İkimiz için de farklı bir gün olacak!..

Reşâhat müellifi Ali bin Hüseyin el-Vaiz, bizzat kendisinin yaşadığı bir hadiseyi şöyle anlatıyor: Benî Cidan Mescidinde müezzinlik yaptığım yıllardı... Bir gün tanımadığım bir genç mescide geldi. Namazı kıldık, daha kendisine bir şey sormadan yanımdan uzaklaştı... Aradan birkaç gün geçti genç yine geldi, namazı kıldıktan sonra;
“Bugün ikimiz için de çok güzel, farklı bir gün olacak” dedi ve gitti.

GENCİ ARAMAYA ÇIKTIM...
İkindi namazı oldu genç yoktu, akşam oldu yok, yatsıyı bekledim yine yoktu. İçime bir şüphe düştü ve onu aramaya çıktım. Sora sora evini buldum. İçeri girip baktığımda gencin vefat ettiğini gördüm. Defin işlerini halletmek için hemen oradan ayrıldım...
Sabah namazı için mescide gittim, ezanı okuduktan sonra mescidin kıble tarafındaki bir nur dikkatimi çekti. Baktığımda onun bir kefen olduğunu anladım. Kefeni alıp doğru evime götürdüm. Namaz için camiye gittim. Namaz bittiğinde yanı başımda devrin en ünlü Şeyhlerini gördüm. Sâbit el-Benânî, Malik bin Dinar, Habîb el-Fârîsî ve Salih el-Mürrî, benim mescidime gelmişlerdi.

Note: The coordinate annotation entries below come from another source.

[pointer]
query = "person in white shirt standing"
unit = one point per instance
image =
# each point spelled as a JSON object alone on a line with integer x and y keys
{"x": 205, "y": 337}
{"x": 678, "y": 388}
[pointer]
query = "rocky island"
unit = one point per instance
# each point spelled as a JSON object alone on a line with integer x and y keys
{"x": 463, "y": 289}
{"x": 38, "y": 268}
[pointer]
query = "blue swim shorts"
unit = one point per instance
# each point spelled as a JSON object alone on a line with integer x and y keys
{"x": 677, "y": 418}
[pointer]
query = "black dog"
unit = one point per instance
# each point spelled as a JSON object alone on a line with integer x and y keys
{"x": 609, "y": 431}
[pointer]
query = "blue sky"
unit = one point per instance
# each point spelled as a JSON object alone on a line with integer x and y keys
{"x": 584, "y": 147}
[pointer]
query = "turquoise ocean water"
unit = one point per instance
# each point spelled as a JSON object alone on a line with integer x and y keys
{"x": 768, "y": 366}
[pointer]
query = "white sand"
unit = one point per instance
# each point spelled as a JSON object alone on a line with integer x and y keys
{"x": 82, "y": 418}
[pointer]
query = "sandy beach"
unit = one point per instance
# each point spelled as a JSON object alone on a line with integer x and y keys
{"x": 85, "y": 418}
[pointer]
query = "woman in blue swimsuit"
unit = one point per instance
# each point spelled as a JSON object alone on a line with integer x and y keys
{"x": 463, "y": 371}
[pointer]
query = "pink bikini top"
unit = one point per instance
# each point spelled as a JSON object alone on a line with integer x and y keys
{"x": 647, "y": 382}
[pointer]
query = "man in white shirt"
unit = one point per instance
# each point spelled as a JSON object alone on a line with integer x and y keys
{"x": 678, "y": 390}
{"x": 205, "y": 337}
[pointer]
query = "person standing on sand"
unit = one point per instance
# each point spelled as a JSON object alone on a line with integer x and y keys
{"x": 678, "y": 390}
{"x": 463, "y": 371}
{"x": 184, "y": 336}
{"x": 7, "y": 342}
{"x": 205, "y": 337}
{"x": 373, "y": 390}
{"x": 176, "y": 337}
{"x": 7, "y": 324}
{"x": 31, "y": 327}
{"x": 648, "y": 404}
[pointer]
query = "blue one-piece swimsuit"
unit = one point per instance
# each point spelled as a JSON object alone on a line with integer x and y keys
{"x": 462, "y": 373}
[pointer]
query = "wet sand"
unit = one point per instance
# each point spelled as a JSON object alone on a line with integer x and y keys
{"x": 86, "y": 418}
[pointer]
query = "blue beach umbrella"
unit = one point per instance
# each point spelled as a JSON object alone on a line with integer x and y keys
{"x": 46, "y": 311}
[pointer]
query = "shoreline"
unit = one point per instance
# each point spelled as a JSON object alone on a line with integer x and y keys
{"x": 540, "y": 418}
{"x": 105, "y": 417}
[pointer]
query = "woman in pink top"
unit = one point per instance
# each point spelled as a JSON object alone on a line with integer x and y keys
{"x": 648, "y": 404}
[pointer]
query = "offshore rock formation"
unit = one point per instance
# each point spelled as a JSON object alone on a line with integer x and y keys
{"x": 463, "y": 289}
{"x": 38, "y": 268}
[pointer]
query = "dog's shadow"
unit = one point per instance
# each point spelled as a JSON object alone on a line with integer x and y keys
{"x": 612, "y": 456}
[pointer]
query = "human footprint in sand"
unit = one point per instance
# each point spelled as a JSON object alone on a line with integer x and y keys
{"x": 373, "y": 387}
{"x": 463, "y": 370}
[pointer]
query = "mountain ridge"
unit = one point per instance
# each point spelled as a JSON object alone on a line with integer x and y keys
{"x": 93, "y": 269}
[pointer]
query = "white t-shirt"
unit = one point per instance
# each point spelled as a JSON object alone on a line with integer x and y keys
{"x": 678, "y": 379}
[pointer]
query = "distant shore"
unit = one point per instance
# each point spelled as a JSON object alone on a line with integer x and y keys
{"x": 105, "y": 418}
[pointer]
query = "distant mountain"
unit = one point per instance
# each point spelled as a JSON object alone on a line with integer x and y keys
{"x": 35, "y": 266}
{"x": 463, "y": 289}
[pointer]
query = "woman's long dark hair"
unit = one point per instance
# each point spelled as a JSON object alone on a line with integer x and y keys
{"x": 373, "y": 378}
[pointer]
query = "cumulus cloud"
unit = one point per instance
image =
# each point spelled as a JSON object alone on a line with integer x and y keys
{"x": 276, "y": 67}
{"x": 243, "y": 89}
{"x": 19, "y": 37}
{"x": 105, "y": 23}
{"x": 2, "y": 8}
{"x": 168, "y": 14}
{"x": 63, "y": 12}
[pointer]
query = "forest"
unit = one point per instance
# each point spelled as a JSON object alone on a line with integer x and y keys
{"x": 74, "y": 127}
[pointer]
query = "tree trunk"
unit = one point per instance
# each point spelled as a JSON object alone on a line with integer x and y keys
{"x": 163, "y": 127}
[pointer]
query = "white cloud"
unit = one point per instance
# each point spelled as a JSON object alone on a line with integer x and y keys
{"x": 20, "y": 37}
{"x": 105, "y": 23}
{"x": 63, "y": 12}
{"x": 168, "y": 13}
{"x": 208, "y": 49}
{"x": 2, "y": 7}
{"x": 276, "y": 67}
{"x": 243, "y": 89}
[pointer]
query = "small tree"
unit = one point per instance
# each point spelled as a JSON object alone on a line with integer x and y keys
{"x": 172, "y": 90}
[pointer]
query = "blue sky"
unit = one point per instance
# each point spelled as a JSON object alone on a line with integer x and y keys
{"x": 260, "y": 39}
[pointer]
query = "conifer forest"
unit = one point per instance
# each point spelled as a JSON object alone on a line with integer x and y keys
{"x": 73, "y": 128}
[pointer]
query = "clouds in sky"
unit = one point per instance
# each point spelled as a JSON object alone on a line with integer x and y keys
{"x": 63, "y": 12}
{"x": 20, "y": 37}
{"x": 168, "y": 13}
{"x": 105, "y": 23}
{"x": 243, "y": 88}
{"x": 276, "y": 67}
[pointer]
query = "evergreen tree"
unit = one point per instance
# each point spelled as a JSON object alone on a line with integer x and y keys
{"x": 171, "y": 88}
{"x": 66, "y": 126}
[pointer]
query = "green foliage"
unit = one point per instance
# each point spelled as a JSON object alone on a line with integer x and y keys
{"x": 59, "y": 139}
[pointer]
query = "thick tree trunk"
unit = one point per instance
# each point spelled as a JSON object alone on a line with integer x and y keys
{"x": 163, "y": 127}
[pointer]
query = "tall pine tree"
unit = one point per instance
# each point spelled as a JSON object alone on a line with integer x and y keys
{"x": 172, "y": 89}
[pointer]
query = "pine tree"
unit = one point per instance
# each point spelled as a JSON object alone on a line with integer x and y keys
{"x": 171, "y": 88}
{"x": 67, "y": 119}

Onlara sordum:
“Siz bu mescide gelmezdiniz, böyle dördünüzü bir araya toplayıp buraya getiren sebep nedir?”
“Bu yakınlarda biri öldü. Onun için geldik. Bizi onun yanına götürür müsün?” dediler.

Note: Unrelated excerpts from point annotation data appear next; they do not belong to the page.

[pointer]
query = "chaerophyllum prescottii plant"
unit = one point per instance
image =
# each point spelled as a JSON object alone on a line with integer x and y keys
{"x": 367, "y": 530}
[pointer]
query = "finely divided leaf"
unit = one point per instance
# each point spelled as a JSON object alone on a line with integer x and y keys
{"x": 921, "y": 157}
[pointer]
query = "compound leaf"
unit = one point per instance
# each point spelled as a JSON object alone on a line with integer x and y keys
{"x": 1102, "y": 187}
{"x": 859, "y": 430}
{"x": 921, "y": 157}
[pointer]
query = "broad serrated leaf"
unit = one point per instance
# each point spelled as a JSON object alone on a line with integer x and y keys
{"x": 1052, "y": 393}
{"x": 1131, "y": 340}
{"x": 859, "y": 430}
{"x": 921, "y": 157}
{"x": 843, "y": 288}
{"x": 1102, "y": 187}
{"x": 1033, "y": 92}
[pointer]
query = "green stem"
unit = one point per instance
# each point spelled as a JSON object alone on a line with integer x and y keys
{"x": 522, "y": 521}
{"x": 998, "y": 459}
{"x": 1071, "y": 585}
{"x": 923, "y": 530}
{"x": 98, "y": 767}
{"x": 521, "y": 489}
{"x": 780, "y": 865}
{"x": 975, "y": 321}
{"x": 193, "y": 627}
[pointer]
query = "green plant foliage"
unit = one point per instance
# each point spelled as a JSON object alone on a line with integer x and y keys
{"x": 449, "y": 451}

Bu dört mübarek zat ile vefat eden gencin evine gittik. Bu Allah dostları genci hemen tanımıştı.
Malik bin Dinar dedi ki:
“Ey güzel kardeşim! Bir yerde seni tanıdıklarında hemen orayı terk eder, başka yere yerleşirdin, tanınmayacağın yere giderdin. Bu yolculuğun hep sürdü, şimdi son noktaya geldin artık bundan ötesi Rabbinin yanıdır. Haydi kardeşimizi yıkamaya götürelim.”

YERE GÖĞE SIĞMAYAN CEMAAT
Genci yıkanacağı yere götürdük. Bu dört Allah dostundan her biri bir kefen getirmişti. Ben sabah yaşadığım olayı anlattım ve o nurlu kefenin evimde olduğunu söyledim.
Bu zatlar bana dediler ki:
“Tamam, bu genci o kefenle defnedeceğiz, kefeni alıp gel!”

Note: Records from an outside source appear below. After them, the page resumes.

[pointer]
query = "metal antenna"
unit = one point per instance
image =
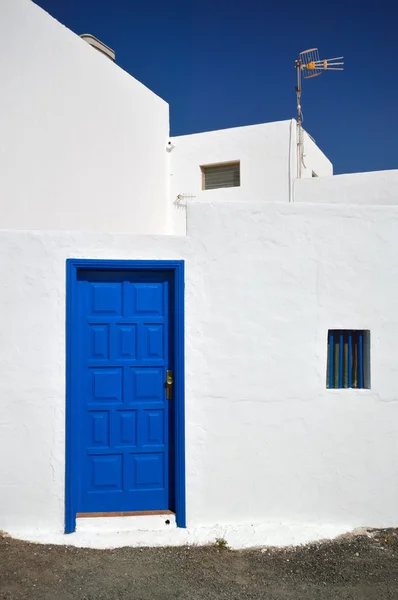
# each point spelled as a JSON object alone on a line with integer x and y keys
{"x": 310, "y": 65}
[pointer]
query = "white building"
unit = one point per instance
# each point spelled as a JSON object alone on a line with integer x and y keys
{"x": 267, "y": 438}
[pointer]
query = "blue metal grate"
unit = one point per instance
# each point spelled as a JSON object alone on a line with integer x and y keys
{"x": 348, "y": 361}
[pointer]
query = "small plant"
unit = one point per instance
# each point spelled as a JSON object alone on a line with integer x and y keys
{"x": 221, "y": 544}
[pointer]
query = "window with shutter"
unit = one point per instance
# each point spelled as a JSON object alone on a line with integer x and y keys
{"x": 220, "y": 176}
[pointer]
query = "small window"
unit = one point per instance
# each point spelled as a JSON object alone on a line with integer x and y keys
{"x": 348, "y": 362}
{"x": 220, "y": 176}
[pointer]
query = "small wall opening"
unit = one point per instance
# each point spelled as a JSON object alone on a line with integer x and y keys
{"x": 220, "y": 175}
{"x": 348, "y": 359}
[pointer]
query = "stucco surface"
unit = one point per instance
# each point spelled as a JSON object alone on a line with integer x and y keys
{"x": 268, "y": 165}
{"x": 82, "y": 142}
{"x": 272, "y": 455}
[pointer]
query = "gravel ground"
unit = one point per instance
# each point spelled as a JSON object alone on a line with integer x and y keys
{"x": 356, "y": 567}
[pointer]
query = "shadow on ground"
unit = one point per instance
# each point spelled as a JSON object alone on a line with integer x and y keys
{"x": 356, "y": 567}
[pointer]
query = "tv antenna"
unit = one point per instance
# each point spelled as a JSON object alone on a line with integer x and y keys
{"x": 309, "y": 65}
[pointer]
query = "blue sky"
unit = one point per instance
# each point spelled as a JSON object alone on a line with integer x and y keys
{"x": 229, "y": 63}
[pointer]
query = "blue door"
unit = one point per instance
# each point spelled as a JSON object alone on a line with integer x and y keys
{"x": 124, "y": 352}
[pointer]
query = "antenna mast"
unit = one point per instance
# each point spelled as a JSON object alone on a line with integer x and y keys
{"x": 310, "y": 65}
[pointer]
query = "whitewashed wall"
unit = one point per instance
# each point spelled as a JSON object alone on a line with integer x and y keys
{"x": 82, "y": 142}
{"x": 314, "y": 160}
{"x": 266, "y": 441}
{"x": 379, "y": 187}
{"x": 268, "y": 164}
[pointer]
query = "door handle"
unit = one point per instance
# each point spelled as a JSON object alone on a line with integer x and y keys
{"x": 169, "y": 384}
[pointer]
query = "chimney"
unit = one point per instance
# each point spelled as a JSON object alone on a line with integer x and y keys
{"x": 98, "y": 45}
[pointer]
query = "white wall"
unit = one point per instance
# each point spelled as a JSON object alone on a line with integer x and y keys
{"x": 314, "y": 160}
{"x": 379, "y": 187}
{"x": 266, "y": 441}
{"x": 268, "y": 164}
{"x": 82, "y": 142}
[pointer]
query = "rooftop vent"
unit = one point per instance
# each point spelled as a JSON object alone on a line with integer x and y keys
{"x": 98, "y": 45}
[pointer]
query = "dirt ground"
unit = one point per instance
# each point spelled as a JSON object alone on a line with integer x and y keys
{"x": 357, "y": 567}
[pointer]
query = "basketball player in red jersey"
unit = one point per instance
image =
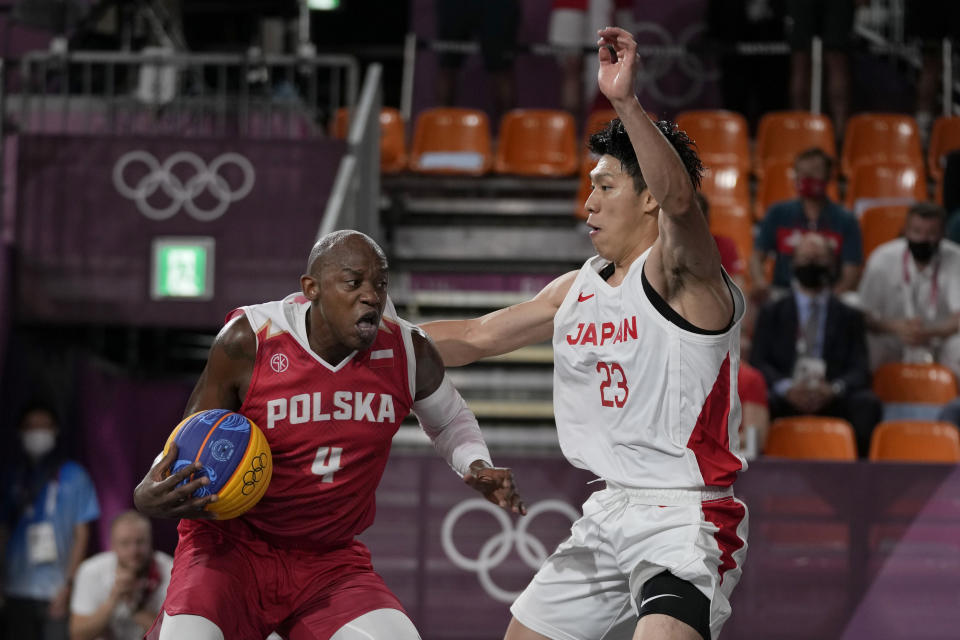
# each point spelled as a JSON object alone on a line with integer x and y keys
{"x": 646, "y": 352}
{"x": 328, "y": 379}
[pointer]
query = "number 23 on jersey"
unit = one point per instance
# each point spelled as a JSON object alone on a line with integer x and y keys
{"x": 613, "y": 384}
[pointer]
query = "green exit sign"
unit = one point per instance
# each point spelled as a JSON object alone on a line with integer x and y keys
{"x": 182, "y": 268}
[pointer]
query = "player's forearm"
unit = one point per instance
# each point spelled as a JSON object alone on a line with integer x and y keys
{"x": 455, "y": 341}
{"x": 661, "y": 166}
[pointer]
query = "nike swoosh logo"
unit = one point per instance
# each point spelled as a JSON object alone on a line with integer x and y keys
{"x": 662, "y": 595}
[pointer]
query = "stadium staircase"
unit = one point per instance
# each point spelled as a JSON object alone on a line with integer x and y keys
{"x": 462, "y": 246}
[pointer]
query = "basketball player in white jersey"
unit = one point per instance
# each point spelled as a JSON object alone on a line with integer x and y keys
{"x": 646, "y": 353}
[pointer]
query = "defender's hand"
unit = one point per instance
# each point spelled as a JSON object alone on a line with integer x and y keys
{"x": 618, "y": 64}
{"x": 497, "y": 485}
{"x": 158, "y": 495}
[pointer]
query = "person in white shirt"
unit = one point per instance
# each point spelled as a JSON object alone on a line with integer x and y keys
{"x": 646, "y": 340}
{"x": 118, "y": 593}
{"x": 910, "y": 293}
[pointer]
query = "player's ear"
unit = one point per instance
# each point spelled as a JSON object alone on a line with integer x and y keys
{"x": 310, "y": 287}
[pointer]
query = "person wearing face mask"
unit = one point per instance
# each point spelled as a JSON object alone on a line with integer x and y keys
{"x": 911, "y": 293}
{"x": 812, "y": 211}
{"x": 47, "y": 507}
{"x": 811, "y": 348}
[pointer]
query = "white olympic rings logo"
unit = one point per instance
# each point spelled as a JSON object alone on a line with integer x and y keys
{"x": 182, "y": 194}
{"x": 654, "y": 68}
{"x": 495, "y": 550}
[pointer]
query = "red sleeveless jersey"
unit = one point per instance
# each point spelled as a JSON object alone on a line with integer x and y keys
{"x": 329, "y": 426}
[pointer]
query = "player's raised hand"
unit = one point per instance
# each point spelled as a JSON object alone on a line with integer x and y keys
{"x": 497, "y": 485}
{"x": 618, "y": 64}
{"x": 158, "y": 495}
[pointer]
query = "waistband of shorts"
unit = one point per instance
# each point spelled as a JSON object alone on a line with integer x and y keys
{"x": 669, "y": 497}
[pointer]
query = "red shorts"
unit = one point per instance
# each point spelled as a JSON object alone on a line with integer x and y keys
{"x": 249, "y": 588}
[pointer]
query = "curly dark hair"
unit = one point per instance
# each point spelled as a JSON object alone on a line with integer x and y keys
{"x": 613, "y": 140}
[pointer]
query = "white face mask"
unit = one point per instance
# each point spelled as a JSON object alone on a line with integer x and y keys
{"x": 38, "y": 442}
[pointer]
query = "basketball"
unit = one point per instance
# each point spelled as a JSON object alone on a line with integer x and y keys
{"x": 235, "y": 456}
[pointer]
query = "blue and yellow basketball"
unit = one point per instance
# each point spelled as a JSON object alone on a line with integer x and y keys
{"x": 235, "y": 456}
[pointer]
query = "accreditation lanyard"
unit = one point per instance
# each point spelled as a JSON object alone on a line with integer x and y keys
{"x": 934, "y": 285}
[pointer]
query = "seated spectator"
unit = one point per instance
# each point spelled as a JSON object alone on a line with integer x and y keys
{"x": 118, "y": 593}
{"x": 813, "y": 212}
{"x": 47, "y": 506}
{"x": 755, "y": 423}
{"x": 812, "y": 350}
{"x": 911, "y": 293}
{"x": 729, "y": 255}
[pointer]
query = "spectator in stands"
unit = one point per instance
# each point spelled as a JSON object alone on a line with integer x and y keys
{"x": 813, "y": 212}
{"x": 494, "y": 24}
{"x": 812, "y": 348}
{"x": 47, "y": 507}
{"x": 832, "y": 20}
{"x": 573, "y": 26}
{"x": 911, "y": 293}
{"x": 118, "y": 593}
{"x": 755, "y": 424}
{"x": 730, "y": 258}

Evden kefeni alıp geldim, genci kefenledik. Sonra namaz için mescide doğru hareket ettik ki, o da ne! Kalabalıktan yürüyemiyoruz. Yanımda bulunan Malik bin Dinar’a sordum:
“Bu ne haldir?”
“Bu genç Allahü tealanın gizli dostlarındandı. İşte bu kalabalık Allahü tealanın haberi ile toplanan insanlardır.”